HCC: Heterogeneous Compute Compiler

HCC is an Open Source, Optimizing C++ Compiler for Heterogeneous Devices

This repository hosts the HCC compiler implementation project. The goal is to implement a compiler that takes a program that conforms to a parallel programming standard such as C++ AMP, HC, C++ 17 ParallelSTL, or OpenMP, and transforms it into the AMD GCN ISA.

The project is based on LLVM+CLANG. For more information, please visit the HCC WIKI

The Heterogeneous Compute Compiler (HCC) provides two important benefits:

Ease of development

  • A full C++ API for managing devices, queues and events

  • C++ data containers that provide type safety, multidimensional-array indexing and automatic data management

  • C++ kernel-launch syntax using parallel_for_each plus C++11 lambda functions

  • A single-source C++ programming environment—the host and device code can be in the same source file and use the same C++ language;templates and classes work naturally across the host/device boundary

  • HCC generates both host and device code from the same compiler, so it benefits from a consistent view of the source code using the same Clang-based language parser

Full control over the machine

  • Access AMD scratchpad memories (“LDS”)

  • Fully control data movement, prefetch and discard

  • Fully control asynchronous kernel launch and completion

  • Get device-side dependency resolution for kernel and data commands (without host involvement)

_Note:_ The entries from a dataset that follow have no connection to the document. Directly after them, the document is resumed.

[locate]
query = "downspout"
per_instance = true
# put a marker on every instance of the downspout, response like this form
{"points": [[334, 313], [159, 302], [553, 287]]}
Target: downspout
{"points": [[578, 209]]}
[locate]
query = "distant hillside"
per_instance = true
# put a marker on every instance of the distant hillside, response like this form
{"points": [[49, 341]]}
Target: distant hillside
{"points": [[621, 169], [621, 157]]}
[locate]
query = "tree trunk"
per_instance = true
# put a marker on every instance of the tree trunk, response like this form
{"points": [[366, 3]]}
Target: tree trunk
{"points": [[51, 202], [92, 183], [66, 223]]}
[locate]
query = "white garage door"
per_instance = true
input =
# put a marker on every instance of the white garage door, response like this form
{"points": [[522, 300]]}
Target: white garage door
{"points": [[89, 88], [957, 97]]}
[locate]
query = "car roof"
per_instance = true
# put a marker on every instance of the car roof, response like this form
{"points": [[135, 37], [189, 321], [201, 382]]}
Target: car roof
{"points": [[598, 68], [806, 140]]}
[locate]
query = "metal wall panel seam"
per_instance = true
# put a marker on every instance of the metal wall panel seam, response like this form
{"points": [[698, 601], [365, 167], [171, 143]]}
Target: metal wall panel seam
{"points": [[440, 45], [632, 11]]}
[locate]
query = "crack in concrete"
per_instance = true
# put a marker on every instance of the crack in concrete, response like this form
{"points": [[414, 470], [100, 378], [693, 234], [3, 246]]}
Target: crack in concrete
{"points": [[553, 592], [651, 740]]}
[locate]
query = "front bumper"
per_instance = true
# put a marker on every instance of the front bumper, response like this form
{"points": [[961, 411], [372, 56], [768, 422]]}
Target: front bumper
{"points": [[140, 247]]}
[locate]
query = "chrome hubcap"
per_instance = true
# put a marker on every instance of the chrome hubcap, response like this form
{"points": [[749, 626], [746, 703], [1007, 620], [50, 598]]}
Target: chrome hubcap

  • Obtain HSA agents, queues and signals for low-level control of the architecture using the HSA Runtime API

  • Use [direct-to-ISA](https://github.com/RadeonOpenCompute/HCC-Native-GCN-ISA) compilation

Download HCC

The project now employs git submodules to manage external components it depends upon. It it advised to add –recursive when you clone the project so all submodules are fetched automatically.

For example:

# automatically fetches all submodules
git clone --recursive -b clang_tot_upgrade https://github.com/RadeonOpenCompute/hcc.git

For more information about git submodules, please refer to git documentation.

Build HCC from source

To configure and build HCC from source, use the following steps:

mkdir -p build; cd build
cmake -DCMAKE_BUILD_TYPE=Release ..
make

To install it, use the following steps:

sudo make install

Use HCC

For HC source codes:

hcc -hc foo.cpp -o foo

Multiple ISA

HCC now supports having multiple GCN ISAs in one executable file. You can do it in different ways:

use ``–amdgpu-target=`` command line option

It’s possible to specify multiple `` –amdgpu-target= `` option.

Example:

# ISA for Fiji(gfx803) and Vega10(gfx900) would
# be produced
 hcc -hc \
   --amdgpu-target=gfx803 \
   --amdgpu-target=gfx900 \
   foo.cpp

configure HCC use CMake ``HSA_AMDGPU_GPU_TARGET`` variable

If you build HCC from source, it’s possible to configure it to automatically produce multiple ISAs via HSA_AMDGPU_GPU_TARGET CMake variable.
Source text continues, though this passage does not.